PALERMO – No al sequestro del patrimonio di Marcello Dell’Utri. La Cassazione dichiara inammissibile il ricorso della Procura generale di Palermo contro il provvedimento della Corte d’Appello che lo scorso ottobre ha confermato la decisione della sezione misure di prevenzione del tribunale di Palermo, emessa nel giugno 2022. Il processo prosegue nella trattazione del merito per valutare la proposta di confisca, ma in questa fase il sequestro è stata bocciato.
L’inchiesta patrimoniale iniziata nel 2014
Dell’Utri e i suoi familiari erano difesi dagli avvocati Francesco Centonze, Francesco Bertorotta, Ludovica Beduschi, Tullio Padovani e Filippo Dinacci. L’inchiesta patrimoniale è iniziata nel 2014 poco prima che diventasse definitiva la condanna a sette anni di reclusione, da tempo già scontata, inflitta a Dell’Utri per concorso esterno in associazione mafiosa. L’ex senatore di Forza Italia e manager di Pubblitalia, così hanno scritto i giudici, è stato il “mediatore contrattuale” di un patto tra Cosa Nostra e Silvio Berlusconi. Tra il 1974 e il 1992 “non si è mai sottratto al ruolo di intermediario tra gli interessi dei protagonisti”, e “ha mantenuto sempre vivi i rapporti con i mafiosi di riferimento”.
Ai raggi X della Dia il patrimonio dell’ex senatore
La Dia ha fatto lo screening del patrimonio milionario di Dell’Utri. Un tesoro composto da ville, appartamenti, azioni, conti correnti per un valore di centinaia di milioni di euro.

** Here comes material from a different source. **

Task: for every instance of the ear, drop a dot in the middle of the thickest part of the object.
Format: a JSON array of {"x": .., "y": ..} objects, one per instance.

La Procura di Palermo aveva chiesto il sequestro dell’intero patrimonio accumulato, secondo l’accusa, in maniera illecita nel contesto del rapporto che Dell’Utri ha avuto con Berlusconi nel corso della sua vita. Tra i beni di cui era stato chiesto il sequestro per la successiva confisca sulla base delle misure patrimoniali previste per i condannati per reati di mafia c’era anche una grande villa a Torno, venduta all’amico Silvio Berlusconi: secondo i pm era stata pagata 10 milioni più del prezzo di mercato. Tesi smentita da alcune perizie sul valore dell’immobile.
Un flusso di denaro da 20 milioni di euro
Ma sono soprattutto i prestiti infruttiferi, i bonifici e le donazioni di Berlusconi in favore della famiglia Dell’Utri ad avere destato i maggiori sospetti. Un flusso di denaro continuo indicato dagli investigatori in oltre 20 milioni di euro. È stato addirittura ipotizzato che si sia trattato di un ricatto da parte di Dell’Utri nei confronti del Cavaliere. L’ex senatore avrebbe custodito informazioni sul ruolo della mafia nell’attività imprenditoriale di Berlusconi e in quella politica.
Flussi di denaro ritenuti leciti
I flussi di denaro ci sono stati. Non è stato provato il sospetto che siano stati frutto di estorsione oppure di pagamenti per nascondere chissà quali interessi illeciti. La considerazione finale a cui sono giunti i giudici di primo grado e appello è che il passaggio di denaro potrebbe essere giustificato dai rapporti di amicizia e di lavoro che hanno unito per decenni Berlusconi a Dell’Utri. È una spiegazione alternativa, ma parimenti plausibile. I pm nella loro ricostruzione non hanno raggiunto il sufficiente conforto probatorio. La Cassazione ha ora confermato il verdetto. Il processo prosegue ed è stato rinviato a dicembre.